Another kitchen cabinet material that’s considered an alternative to wood is particle board. It is a durable choice that’s made from coarser wood fiber which is bonded and compressed into a board. Particleboard is a less expensive choice of kitchen cabinet material and has a wide application including cabinet boxes and shelves.

However, this less costly wooden alternative has a few downsides. You cannot paint or stain cabinets made from particleboard as the material is covered with laminate or veneer.


  • Pocket friendly,
  • Lightweight and
  • Good quality particle board cabinets are durable.


  • Cannot be stained or painted,
  • Low-quality particle board kitchen cabinets are not durable,
  • The particleboard cabinet may sag if overloaded.


Hardwood and wooden alternatives may be prone to damage and have a few downsides which make laminates a preferred choice. Laminates are wood-particle, thin sheets that are sandwiched together using layers of compressed paper and plastic resin that’s heated to form a solid piece. The top layer is printed with different patterns and designs to give a fine finish to the cabinet’s exterior.

Laminate is a popular material for kitchen cabinets as it is durable, cheaper, available in several designs and color alternatives, and easy to clean. On the flip side, you cannot paint a laminate kitchen cabinet.

Some of the pros and cons of using laminates as kitchen cabinet material are highlighted below.


  • Durable,
  • Easy to clean,
  • Available in a variety of colors, patterns, and designs,
  • Cost-effective alternative.


  • You cannot paint or stain laminate kitchen cabinets.

Stainless Steel
It might come as a surprise but stainless steel also makes a nice choice for kitchen cabinet material. It is durable and strong, adds a glassy look to your overall kitchen design, and is available in both plain and patterned designs. However, stainless steel makes a more expensive choice for kitchen cabinet material.

Some of the pros and cons of stainless steel include the following.

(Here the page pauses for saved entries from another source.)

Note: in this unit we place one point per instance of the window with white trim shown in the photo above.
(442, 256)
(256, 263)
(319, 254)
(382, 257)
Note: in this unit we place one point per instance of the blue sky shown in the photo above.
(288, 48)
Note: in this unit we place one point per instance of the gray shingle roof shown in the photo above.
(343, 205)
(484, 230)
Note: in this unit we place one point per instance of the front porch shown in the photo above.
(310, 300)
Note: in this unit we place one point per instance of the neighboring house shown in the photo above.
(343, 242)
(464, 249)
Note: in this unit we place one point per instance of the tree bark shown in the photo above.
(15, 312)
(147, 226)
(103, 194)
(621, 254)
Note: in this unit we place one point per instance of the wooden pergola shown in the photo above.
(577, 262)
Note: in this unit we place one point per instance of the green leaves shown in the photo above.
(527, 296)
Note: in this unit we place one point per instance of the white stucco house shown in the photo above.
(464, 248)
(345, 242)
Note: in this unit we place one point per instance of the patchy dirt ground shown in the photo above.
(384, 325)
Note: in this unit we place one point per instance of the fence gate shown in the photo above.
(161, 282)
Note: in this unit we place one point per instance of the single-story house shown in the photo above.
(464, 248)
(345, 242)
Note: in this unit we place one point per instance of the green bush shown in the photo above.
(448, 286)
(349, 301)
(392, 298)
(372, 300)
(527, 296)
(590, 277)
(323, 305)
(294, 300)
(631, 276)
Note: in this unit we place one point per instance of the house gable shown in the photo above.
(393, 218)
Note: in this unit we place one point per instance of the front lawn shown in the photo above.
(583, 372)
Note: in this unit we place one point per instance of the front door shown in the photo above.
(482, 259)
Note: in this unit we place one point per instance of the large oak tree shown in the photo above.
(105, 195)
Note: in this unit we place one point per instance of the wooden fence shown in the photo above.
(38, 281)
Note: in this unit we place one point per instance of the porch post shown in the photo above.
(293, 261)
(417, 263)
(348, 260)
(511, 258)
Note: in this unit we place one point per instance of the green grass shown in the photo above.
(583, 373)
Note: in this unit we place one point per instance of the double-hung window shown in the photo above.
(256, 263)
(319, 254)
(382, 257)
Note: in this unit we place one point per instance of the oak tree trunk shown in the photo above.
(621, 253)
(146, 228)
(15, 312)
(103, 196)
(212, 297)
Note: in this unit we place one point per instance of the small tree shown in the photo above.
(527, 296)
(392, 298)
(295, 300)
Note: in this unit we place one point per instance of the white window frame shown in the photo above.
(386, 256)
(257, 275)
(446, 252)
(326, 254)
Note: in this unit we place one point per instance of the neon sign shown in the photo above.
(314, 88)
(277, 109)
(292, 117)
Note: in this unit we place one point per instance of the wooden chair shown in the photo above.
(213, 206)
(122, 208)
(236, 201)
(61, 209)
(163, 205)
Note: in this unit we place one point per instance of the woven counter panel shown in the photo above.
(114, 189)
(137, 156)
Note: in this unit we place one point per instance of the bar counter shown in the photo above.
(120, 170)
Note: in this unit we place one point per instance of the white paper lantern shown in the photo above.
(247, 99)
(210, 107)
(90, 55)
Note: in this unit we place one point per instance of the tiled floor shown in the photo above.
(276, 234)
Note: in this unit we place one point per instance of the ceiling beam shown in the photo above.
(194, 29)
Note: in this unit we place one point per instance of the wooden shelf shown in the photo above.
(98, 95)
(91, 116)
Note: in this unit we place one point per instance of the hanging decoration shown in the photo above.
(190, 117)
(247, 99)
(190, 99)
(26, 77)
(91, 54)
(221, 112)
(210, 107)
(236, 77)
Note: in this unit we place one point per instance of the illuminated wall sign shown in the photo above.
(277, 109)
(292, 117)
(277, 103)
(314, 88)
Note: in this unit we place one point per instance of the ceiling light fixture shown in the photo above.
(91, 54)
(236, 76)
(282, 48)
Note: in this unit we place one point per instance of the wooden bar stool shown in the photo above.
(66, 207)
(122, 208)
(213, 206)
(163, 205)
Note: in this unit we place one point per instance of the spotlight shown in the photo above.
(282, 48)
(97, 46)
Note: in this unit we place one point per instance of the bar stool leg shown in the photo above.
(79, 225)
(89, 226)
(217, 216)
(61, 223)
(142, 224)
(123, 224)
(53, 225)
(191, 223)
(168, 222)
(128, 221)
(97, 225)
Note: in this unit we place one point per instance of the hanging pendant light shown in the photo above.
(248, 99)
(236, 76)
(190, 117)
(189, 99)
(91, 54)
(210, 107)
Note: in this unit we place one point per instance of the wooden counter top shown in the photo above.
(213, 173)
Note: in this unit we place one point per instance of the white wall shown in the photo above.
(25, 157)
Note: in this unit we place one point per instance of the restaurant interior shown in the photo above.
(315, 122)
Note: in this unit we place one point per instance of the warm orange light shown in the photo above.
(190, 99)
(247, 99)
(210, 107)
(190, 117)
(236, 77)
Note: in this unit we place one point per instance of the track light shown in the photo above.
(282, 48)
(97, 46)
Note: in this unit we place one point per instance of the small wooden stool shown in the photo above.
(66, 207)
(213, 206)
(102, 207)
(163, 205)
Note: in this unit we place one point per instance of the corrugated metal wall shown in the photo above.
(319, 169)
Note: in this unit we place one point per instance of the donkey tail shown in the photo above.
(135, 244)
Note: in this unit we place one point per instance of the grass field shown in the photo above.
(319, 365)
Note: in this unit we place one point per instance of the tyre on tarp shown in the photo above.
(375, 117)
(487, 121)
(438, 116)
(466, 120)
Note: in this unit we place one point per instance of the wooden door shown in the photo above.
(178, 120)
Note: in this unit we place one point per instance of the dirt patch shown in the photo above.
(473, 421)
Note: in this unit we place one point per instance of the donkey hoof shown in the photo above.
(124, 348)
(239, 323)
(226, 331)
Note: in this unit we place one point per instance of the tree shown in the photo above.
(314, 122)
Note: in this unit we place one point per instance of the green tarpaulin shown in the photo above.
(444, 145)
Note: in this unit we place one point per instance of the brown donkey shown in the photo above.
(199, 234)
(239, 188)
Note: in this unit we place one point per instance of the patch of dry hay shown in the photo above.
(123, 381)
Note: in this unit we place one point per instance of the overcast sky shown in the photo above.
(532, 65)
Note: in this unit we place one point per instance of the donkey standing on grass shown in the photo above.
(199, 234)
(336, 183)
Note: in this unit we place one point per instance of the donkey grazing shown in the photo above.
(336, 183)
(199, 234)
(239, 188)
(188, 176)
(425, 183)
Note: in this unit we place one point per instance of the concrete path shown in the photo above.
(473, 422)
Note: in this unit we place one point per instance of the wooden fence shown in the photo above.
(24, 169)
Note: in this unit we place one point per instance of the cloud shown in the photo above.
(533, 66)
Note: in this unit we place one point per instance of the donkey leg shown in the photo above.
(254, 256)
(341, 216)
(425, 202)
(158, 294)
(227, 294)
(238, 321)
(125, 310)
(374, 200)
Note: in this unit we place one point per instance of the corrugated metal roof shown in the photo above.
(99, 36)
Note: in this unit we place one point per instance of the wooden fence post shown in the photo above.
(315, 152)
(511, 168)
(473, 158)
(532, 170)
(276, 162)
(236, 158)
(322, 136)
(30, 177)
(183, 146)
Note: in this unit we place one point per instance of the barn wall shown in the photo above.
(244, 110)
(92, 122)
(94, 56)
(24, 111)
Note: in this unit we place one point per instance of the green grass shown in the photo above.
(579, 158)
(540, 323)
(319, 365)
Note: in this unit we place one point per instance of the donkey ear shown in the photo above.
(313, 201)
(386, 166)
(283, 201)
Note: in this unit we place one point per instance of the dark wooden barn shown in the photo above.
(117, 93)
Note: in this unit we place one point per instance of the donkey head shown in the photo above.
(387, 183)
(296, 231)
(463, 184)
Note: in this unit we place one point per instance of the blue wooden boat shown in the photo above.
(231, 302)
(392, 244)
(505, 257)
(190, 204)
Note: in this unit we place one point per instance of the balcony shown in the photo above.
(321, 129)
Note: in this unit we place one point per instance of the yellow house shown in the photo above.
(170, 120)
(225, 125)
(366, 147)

  • Gives a unique look to your kitchen,
  • Sturdy and Durable,
  • Stain and rust-resistant, and
  • Are easy to clean.


  • Available in a limited range of colors,
  • May need re-polishing to maintain a shiny look,
  • May dent and scratch,
  • The cabinets are noisier than cabinets made from other materials.  

What Is the Best Material for Kitchen Cabinets?

Now that you already know the pros and cons of several kitchen cabinet materials, you can decide on which one of the best materials for your kitchen cabinets. Your choice of material for your kitchen cabinet will depend on several factors including

  • The material’s durability,
  • Your budget,
  • the existing look of your kitchen,
  • the extent of kitchen remodeling and
  • Your preference for kitchen cabinet material.

Hardwood makes the most durable choice of kitchen cabinet material however, it is the most expensive material for kitchen cabinets which also adds a classic touch to your kitchen. On the other hand, stainless steel is a super functional material for your kitchen cabinets and also makes a unique choice for kitchen cabinet material. Other types of materials including plywood, particleboard, and laminates also make a decent choice and are available in a variety of colors and styles.

The best material for a kitchen cabinet will ultimately come down to your budget, personal preference, and overall kitchen design. We hope that this guide to kitchen cabinet materials with their pros and cons will help you make the right choice for your kitchen.